Journal:Informatica
Volume 9, Issue 1 (1998): Special Issue on Programming Theory, Information System Engineering, Software Engineering, and Artificial Intelligence, pp. 107–117
Abstract
This paper presents the declarative extension of the deductive database system LOLA to the object-oriented deductive database system O!-LOLA. The model used for O!-LOLA is “objects as theories”, extended by state evolution. O!-LOLA combines logic programming and OO programming in two different ways: First, methods are implemented as logic programs. These methods can be inherited, encapsulated and overloaded. Second, logic programs can be defined over classes, meta-classes, instances, attributes and values. Dynamic updates of attributes of objects and dynamic instantiations of classes are supported.
O!-LOLA is implemented as a preprocessor. O!-LOLA programs are transformed into LOLA rules and facts, which are evaluated set-oriented and bottom-up, using fixpoint semantics. Some object-oriented features concerning dynamic aspects are handled via built-in predicates in LOLA.
We describe the applied theory, the system and the preprocessor, including an example of how methods are translated and we discuss dynamic updates of objects in O!-LOLA.
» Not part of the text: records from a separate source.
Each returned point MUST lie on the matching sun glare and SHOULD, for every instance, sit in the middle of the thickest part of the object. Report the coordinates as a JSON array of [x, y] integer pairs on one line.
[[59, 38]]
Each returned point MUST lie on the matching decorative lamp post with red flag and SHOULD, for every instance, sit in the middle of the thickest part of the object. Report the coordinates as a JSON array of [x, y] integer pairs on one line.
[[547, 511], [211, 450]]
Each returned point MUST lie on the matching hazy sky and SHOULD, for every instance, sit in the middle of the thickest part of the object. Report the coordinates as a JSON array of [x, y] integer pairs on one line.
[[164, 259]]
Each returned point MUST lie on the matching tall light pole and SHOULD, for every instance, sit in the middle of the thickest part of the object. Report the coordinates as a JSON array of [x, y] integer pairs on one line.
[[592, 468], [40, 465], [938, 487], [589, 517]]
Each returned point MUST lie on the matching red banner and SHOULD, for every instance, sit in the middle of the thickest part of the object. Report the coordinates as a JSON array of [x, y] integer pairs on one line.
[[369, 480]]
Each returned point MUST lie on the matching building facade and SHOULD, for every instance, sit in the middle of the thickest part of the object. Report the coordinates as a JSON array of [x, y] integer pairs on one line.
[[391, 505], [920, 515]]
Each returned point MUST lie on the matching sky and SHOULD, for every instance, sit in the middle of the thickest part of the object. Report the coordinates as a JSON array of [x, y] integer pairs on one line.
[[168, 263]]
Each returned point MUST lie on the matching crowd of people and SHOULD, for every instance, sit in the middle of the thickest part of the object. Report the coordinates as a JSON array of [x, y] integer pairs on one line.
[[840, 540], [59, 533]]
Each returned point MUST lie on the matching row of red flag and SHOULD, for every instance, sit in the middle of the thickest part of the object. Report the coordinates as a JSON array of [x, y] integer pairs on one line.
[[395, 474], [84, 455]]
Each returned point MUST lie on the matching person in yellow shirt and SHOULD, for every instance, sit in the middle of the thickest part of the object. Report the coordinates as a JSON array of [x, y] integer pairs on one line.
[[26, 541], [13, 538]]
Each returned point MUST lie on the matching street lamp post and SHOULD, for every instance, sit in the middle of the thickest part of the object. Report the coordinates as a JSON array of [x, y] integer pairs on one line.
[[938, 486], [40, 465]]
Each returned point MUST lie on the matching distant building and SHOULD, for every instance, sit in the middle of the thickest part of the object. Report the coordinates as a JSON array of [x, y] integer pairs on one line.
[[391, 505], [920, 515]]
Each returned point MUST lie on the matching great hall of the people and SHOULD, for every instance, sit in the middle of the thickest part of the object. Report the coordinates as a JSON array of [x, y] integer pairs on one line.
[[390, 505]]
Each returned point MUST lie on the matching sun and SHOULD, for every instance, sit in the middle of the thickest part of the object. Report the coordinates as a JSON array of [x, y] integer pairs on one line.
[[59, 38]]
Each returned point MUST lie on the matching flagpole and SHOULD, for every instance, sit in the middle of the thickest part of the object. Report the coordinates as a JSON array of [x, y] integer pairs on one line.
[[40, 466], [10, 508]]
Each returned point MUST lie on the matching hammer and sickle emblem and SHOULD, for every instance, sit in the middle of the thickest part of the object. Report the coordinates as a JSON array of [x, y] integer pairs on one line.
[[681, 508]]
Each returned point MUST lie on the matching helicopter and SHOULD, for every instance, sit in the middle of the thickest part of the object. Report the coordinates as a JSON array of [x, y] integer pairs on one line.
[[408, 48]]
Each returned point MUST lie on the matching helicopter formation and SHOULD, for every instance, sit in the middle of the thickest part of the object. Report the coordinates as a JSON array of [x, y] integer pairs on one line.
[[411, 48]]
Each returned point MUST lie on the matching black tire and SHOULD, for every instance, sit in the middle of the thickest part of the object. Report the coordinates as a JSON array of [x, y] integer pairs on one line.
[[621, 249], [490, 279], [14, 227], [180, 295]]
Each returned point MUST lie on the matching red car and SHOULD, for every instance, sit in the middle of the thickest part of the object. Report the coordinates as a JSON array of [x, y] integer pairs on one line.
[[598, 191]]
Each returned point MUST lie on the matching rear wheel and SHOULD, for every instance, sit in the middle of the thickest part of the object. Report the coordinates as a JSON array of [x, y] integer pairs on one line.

The benefits of our system in contrast to others are: a single integrated language, clear semantics and a set-oriented evaluation. O!-LOLA uses fixpoint semantics (not any procedural semantics like other systems) and still evaluates set-oriented (and not in a mixed manner like other systems). Thus, we can fully use all optimization techniques developed for deductive databases and gain a very efficient system.